Early Review: The Rule of Three by Eric Walters

The Rule of Three

May Contain Spoilers


I love the premise for The Rule of Three – one day while Adam is at school, the power goes out.  Only it’s not just the power that’s no longer working.  Anything with a computer chip is effectively useless.  Newer cars, laptops, cell phones.   Totally inoperable.  As the days stretch out and the power grid isn’t restored, Adam sees first hand the desperation as people try to provide the most basic needs for their families.  Food and water are at a premium.  Everything that Adam has taken for granted crumbles around him.  If not for his crafty and resourceful neighbor, Adam, his family, and the their entire subdivision would be in deep, deep trouble.  With the power still out weeks later, Adam begins to wonder if this time without power will be the new normal for many years to come.


I have mixed feelings about The Rule of Three.  On one hand, the glimpse into Adam’s new reality is a nightmare for me.  No Kindle?

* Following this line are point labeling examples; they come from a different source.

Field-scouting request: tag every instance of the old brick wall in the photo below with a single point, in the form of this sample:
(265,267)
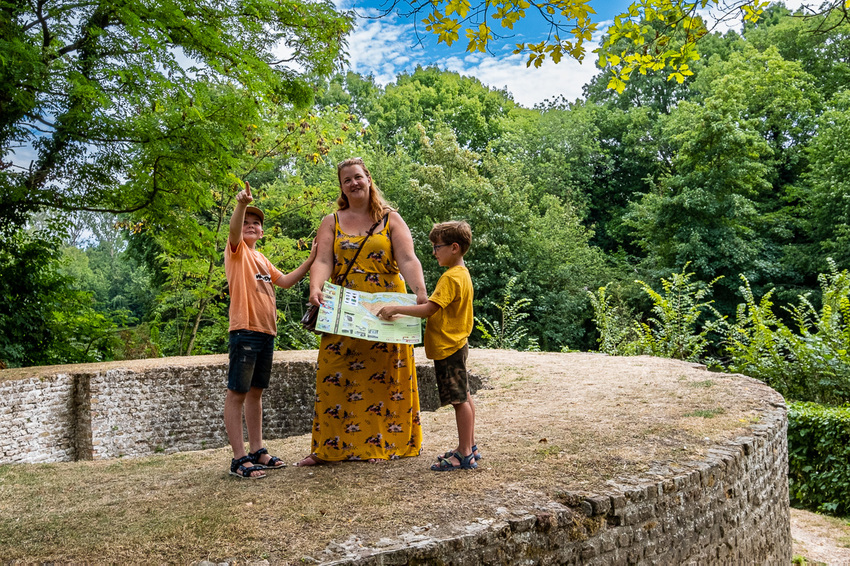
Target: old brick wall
(731,508)
(137,408)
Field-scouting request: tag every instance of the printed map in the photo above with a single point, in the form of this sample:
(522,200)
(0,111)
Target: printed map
(352,313)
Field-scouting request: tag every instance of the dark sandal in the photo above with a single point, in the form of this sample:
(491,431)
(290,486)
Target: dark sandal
(273,463)
(241,471)
(450,453)
(445,465)
(310,460)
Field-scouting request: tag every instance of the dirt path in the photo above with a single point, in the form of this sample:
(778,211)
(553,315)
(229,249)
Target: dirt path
(820,539)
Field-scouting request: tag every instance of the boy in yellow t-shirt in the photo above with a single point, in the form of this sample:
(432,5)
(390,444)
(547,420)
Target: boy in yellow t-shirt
(449,314)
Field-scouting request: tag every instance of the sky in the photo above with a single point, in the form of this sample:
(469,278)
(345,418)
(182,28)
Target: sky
(387,46)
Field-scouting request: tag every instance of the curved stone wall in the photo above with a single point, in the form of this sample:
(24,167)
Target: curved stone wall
(142,407)
(730,507)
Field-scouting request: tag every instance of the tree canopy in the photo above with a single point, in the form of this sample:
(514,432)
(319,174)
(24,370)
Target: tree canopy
(102,92)
(650,36)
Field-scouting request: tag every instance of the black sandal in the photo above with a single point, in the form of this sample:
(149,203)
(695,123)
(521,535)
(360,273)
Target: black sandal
(241,471)
(273,463)
(450,453)
(445,465)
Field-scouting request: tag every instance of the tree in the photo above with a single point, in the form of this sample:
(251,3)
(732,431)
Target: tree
(828,200)
(704,212)
(660,35)
(437,99)
(85,83)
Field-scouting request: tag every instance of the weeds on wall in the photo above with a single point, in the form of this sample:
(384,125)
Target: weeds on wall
(508,333)
(678,327)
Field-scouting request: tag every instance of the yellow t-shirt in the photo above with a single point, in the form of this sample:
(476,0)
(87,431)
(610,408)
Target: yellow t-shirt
(448,329)
(251,277)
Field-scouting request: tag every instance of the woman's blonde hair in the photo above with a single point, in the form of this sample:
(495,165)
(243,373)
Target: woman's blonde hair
(378,206)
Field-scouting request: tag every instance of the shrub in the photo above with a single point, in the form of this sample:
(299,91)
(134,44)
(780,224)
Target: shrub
(818,452)
(810,362)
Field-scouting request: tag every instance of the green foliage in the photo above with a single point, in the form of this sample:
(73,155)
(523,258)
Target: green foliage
(809,361)
(829,198)
(818,452)
(675,330)
(508,333)
(45,318)
(614,323)
(97,76)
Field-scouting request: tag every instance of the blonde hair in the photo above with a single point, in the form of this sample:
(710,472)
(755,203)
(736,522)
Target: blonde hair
(452,232)
(378,206)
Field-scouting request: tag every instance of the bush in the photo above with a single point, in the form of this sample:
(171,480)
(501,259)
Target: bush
(808,363)
(818,452)
(676,329)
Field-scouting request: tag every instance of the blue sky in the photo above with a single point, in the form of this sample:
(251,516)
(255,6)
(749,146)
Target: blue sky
(388,46)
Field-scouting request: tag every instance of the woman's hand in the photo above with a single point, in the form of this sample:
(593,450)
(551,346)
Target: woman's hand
(387,313)
(317,298)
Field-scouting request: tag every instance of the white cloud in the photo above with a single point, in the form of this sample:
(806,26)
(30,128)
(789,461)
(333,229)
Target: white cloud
(384,48)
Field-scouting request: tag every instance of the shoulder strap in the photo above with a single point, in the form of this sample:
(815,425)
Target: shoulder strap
(363,243)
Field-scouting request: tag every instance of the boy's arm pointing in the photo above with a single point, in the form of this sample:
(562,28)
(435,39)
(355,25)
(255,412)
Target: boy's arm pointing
(242,200)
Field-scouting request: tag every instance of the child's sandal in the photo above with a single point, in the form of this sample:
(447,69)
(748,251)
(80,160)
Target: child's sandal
(273,463)
(241,471)
(450,453)
(445,465)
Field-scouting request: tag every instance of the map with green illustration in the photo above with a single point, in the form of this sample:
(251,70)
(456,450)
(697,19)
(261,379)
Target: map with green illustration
(353,313)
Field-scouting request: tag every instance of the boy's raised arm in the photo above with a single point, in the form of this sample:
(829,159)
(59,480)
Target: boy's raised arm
(243,199)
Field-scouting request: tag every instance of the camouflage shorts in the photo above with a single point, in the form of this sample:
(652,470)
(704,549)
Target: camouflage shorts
(452,379)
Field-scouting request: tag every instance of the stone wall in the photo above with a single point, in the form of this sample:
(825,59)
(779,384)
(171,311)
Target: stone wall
(729,508)
(732,508)
(138,408)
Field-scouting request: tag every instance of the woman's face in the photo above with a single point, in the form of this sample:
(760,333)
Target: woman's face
(354,182)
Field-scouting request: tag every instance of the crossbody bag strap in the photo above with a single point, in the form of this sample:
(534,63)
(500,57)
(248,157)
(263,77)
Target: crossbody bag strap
(363,243)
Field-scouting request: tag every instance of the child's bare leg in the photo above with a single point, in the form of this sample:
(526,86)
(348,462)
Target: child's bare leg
(472,408)
(233,403)
(465,419)
(254,418)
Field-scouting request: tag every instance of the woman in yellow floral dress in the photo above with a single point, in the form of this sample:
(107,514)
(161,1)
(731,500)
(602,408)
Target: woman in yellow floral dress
(367,400)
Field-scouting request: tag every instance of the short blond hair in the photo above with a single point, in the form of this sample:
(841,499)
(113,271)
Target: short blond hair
(378,206)
(452,232)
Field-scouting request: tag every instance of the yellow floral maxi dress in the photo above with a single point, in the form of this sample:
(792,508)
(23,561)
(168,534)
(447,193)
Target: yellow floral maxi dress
(367,400)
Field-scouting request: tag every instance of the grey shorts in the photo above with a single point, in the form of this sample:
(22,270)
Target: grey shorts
(251,355)
(452,378)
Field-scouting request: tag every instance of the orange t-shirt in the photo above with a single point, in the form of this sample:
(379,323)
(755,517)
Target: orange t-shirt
(251,277)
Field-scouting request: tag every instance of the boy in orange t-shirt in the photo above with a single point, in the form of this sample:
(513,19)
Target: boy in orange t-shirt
(253,326)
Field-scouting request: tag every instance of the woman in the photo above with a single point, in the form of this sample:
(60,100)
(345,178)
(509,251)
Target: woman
(367,402)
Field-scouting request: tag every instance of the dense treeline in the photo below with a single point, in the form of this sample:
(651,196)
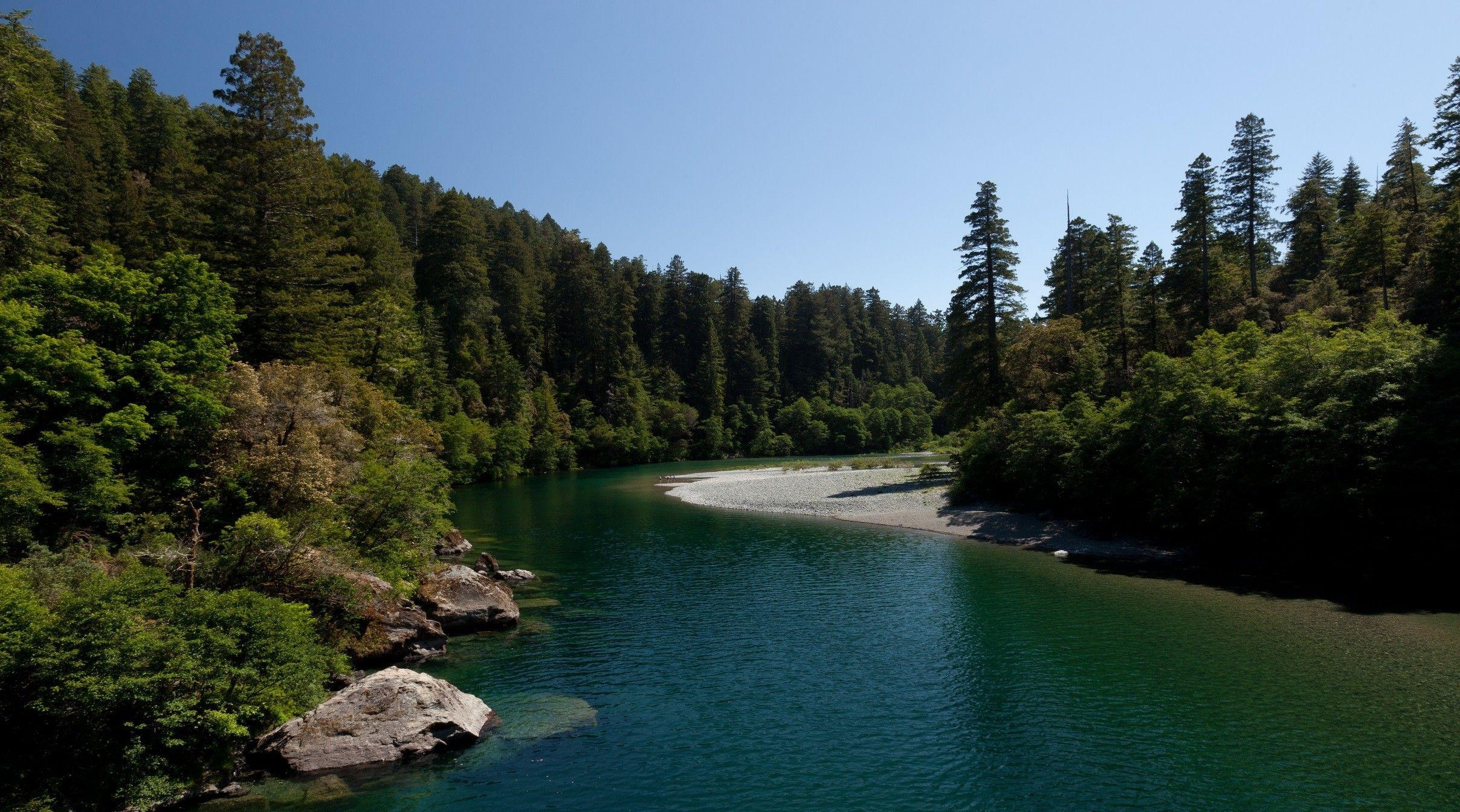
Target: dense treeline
(239,375)
(1231,392)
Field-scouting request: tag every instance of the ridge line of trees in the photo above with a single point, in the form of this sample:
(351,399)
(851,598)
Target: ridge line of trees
(1285,379)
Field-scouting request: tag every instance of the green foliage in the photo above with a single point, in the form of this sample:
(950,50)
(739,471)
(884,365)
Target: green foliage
(134,688)
(984,303)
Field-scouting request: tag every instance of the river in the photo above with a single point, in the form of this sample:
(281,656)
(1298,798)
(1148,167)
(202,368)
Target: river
(686,657)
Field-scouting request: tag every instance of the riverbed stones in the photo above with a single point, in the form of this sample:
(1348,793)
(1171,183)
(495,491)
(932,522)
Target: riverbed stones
(396,630)
(453,544)
(393,715)
(464,599)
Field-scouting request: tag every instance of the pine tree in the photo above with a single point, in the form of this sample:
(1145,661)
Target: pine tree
(28,124)
(1352,190)
(920,357)
(1149,319)
(745,366)
(987,298)
(1247,190)
(1108,314)
(1446,138)
(1069,274)
(1314,212)
(1370,251)
(1189,278)
(275,211)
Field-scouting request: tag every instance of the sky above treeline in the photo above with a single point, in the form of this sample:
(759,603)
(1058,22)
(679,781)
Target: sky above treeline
(831,142)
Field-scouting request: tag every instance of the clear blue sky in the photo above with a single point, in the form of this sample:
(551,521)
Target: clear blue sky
(834,142)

No Samsung Galaxy S4?  No washer and dryer with all of those settings that I don’t use?  Ugh!  Those are just the little annoyances that I would face.  What about getting my asthma medications refilled?  Heartworm meds for the dogs?  As the days pass and the power isn’t restored for Adam and his family, I was curious to see how they would provide for themselves. 

The story relies on a few too many coincidences.  Adam’s father is a pilot, and he and Adam are building an ultralight in the garage.  Adam has taken flying lessons, and he’s very close to getting his pilot’s license.  The ultralight plane plays a big part in the story.  Adam’s mother is a police captain, so they have access to weapons, as well as the authority, to protect the community they live in.  Adam’s neighbor worked for the government, and everyone thinks he was a spy.  He has been through situations of social chaos before, and he has prepared himself for it happening here.  And let’s not forget that Adam’s love interest lives just outside of town, on a working farm, so her family knows how to grow food and tend to livestock.  Oh, and her father has old farm equipment that still works, because he doesn’t believe in replacing farm tools when he can just fix them.  So Adam has the keys to all of the tools of survival – security, ways to feed the community, and a veteran who has been there and done that, so Adam has it good from the get go.  Most of the challenges he faces, with the exception of the major disturbance at the end, are little road bumps.

The dialog was a little irksome at times.  It was awkward and cumbersome, and instead of letting the story just play out, it over-explained situations, so the reader is told what is going on, instead of being shown through the characters’ actions.  This drove me nuts because it pulled me out of the story on more than one occasion.  Adam, a teenager, is also given a lot of trust from the adults who have stepped up to leadership positions.  While I thought it was cool that a teen was allowed to take such an active part in the decisions and activities governing the community, I didn’t completely buy into it. 

Despite my quibbles, The Rule of Three is an intense read about something that could happen at any time.  Our society is so dependent on power and computers for everything we do.  Heck, my coffee maker probably wouldn’t have worked in Adam’s world.  I don’t know if this is a series or not, but with the abrupt ending and not knowing the fate of Adam’s father, I am guessing that there will be more of the story in the future.  I hope that’s the case, because I would love to see what happens next. 

Grade:  B/B-

Review copy provided by publisher

In stores Jan 21, 2014

From Amazon:

One shocking afternoon, computers around the globe shut down in a viral catastrophe. At sixteen-year-old Adam Daley’s high school, the problem first seems to be a typical electrical outage, until students discover that cell phones are down, municipal utilities are failing, and a few computer-free cars like Adam’s are the only vehicles that function. Driving home, Adam encounters a storm tide of anger and fear as the region becomes paralyzed. Soon—as resources dwindle, crises mount, and chaos descends—he will see his suburban neighborhood band together for protection. And Adam will understand that having a police captain for a mother and a retired government spy living next door are not just the facts of his life but the keys to his survival, in The Rule of Three by Eric Walters.